Und was die Mädels in Grün-Weiß von Anfang an auf dem Feld veranstalteten, begeisterte alle in der Erle; vielleicht von Gästetrainer Andrea Juhra und dessen Schützlingen einmal abgesehen. Über Ann-Catrin Höbbels 1:0 Führung per 7-Meter, Beatrice Zacharias 4:1 in der sechsten, bis zu Josephin Keßlers 11:6 in der 19. Minute bauten die Gastgeberinnen ihren Vorsprung kontinuierlich und in imponierender Art und Weise konsequent aus. Den Wattenbeker Gästinnen war anzusehen, dass sie sich den Verlauf des Abends deutlich anders vorgestellt hatten.
Sie machten aber gleich darauf deutlich, dass sie nun wirklich nicht zufällig auf dem vierten Platz der Tabelle stehen und man sie schon allein deshalb nicht frühzeitig abschreiben sollte. Kaum ließen die MTV-Damen in ihrem Angriffsfuror ein wenig nach, nutze Wattenbek jede nur erdenkliche Lücke, um sich wieder heranzuarbeiten. Und tatsächlich konnte die TSV-Bank bereits in der 26. Minute den Anschlusstreffer zum 12:13 bejubeln. Dieses Mal, und damit anders als in den beiden vorangegangenen Begegnungen, sollte aber keine schwache zweite Hälfte des ersten Durchgangs den Gegnerinnen in die Hände spielen. Die Schützlinge von MTV-Coach Helmut „Enno“ Röder schüttelten und rüttelten sich und konnten unter dem Applaus ihrer Fans mit einer 16:13 Führung in die Pause gehen.
Allerdings kamen die MTV-Fans im zweiten Durchgang aus dem Applaudieren und Jubeln kaum noch raus. Von Enno Röder blendend eingestellt, ließen die Altlandsbergerinnen vom Wiederanpfiff an keinen Zweifel, wer an diesem Spieltag die Erle als Sieger verlassen würde. Das erste Drittel der zweiten Halbzeit war vorüber, da prangte auf der Anzeigetafel leuchtend hell die zwischenständliche 24:15 Führung für den MTV. Labsal für alle Beteiligten, die in dieser Saison wirklich nicht viel Grund und Anlass gehabt hatten, sich mit und an den MTV-Damen zu freuen. Zumal es auch gerade so weiterging. In dieser Phase gelang den Grün-Weißen einfach alles. Logische Folge: in der 53. Minuten betrug die Altlandsberger Führung satte 33:19 Tore. Der Drops war, wie man so sagt, gelutscht.

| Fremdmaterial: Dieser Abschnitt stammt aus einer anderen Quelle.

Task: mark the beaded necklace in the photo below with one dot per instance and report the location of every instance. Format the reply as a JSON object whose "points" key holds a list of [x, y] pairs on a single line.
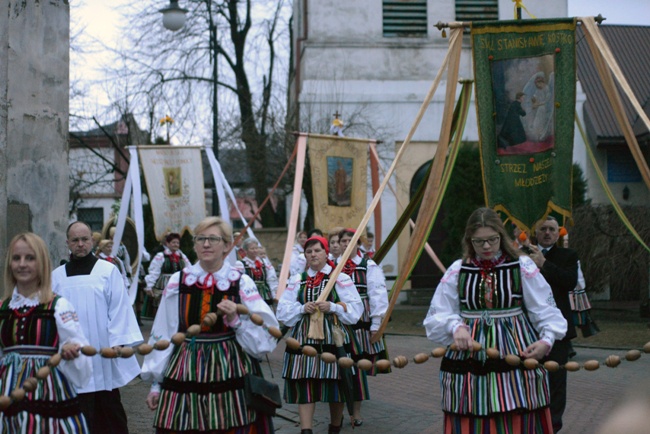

Will man es den örtlichen Drittligistinnen verübeln, dass sie es nun etwas ruhiger angingen. Auch, wie man einräumen muss, etwas fahrlässiger; vor allem im Umgang mit ihren Chancen. Am Ende stand ein immer noch imposanter 35:25 Erfolg der Hausherrinnen, der von ihrem Anhang wie von ihnen selbst enthusiastisch gefeiert wurde. Die meistgestellte Frage dabei: Weshalb nicht gleich so? Schließlich standen überwiegend dieselben Spielerinnen auf der Platte, die sich fünf Wochen zuvor noch den Tabellenletzten aus Hildesheim geschlagen geben mussten.
„Der Tainerwechsel hat die erhofften neuen Impulse ins Team getragen“, stellte MTV-Teamchef Wolfram Eschenbach ebenso erleichtert wie zufrieden fest. „Man sieht es an den überlegteren und besser vorbereiteten Abschlüssen, an den gewitzten, wie variantenreichen Anspielen in die Spitze, vor allem an den Kreis und nicht zuletzt an unserer deutlich aggressivieren und dadurch effektiveren Abwehr. Es macht einfach wieder Spaß, den Mädels zuzusehen.“ Und die Mädels haben wieder sichtlich selbst Spaß am Spiel. So wie die Fans, Freunde und Förderer des Teams an einem zu keinem Zeitpunkt gefährdeten und auch in dieser Höhe voll und ganz verdienten Erfolg.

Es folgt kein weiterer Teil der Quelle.